Question on definition of Lie groups

1. Aug 15, 2012

mnb96

Hello,

I have a doubt on the definition of Lie groups that I would like to clarify.
Let's have the set of functions $$G=\{ f:R^2 \rightarrow R^2 \; | \; < f(x),f(y)>=<x,y> \: \forall x,y \in R^2 \}$$, that is the set of all linear functions ℝ2→ℝ2 that preserve the inner product. Let's associate the operation of composition to the elements of G and we obtain a group $(G,\circ)$.

Now in order to say that G is indeed a Lie group we must prove that G is also a smooth manifold. How can I do this if we don't specify a parametrization (e.g. a matrix representation) for the group G ?

And also in that case, wouldn't the definition of G being a smooth manifold depend on the parametrization?

2. Aug 15, 2012

chiro

Can you use continuity and smoothness properties of the inner product and also use some assumptions for f and g to ensure this?

3. Aug 15, 2012

mnb96

I don't know. To be honest I cannot come up with other different strategies than associating each function $f\in G$ with an element of a vector space where I could perform ordinary partial differentiation w.r.t. to the parameters. But this approach is then dependent on the parametrization that I give, which may or may not be differentiable.

Perhaps there might be some theorem that states that if we are able to find just one parametrization by which we manage to prove that the "parametrized G" is a differentiable manifold, then also our "non-parametrized G" must be a differentiable manifold?

4. Aug 15, 2012

chiro

It sounds like you need some topological argument since you are talking about a general continuity property rather than some specific one (like a specific parameterization). I don't really know any topology though in depth so I'm not even aware of the major theorems.

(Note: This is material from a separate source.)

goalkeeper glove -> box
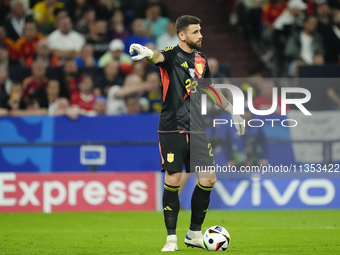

R^2 I'm sure (as for R^n) has known topological results: can you assume that the topology is the same or at least something that keeps the smoothness properties in tact?

5. Aug 15, 2012

Bacle2

Sorry, I need to go now, but maybe try using the fact that the group you described

is usually called the orthogonal group--consisting of the elements that preserve

a given quadratic form Q* -- and it is a well-known Lie group.

* Remember that your inner-product can be described thru a quadratic form.

to your question, tho, may have to see with using matrices in a representation of

the group. A group representation of a group G is just a homomorphism between

G and a group of matrices, so that each g in G is assigned a matrix. Once you have

a matrix, you can start talking about a topology . Just use the subspace topology

in R^{n^2} , where you assign to a matrix an n^2-ple (a11, a12,....., ann ).

See, e.g:

http://en.wikipedia.org/wiki/Orthogonal_group

Last edited: Aug 15, 2012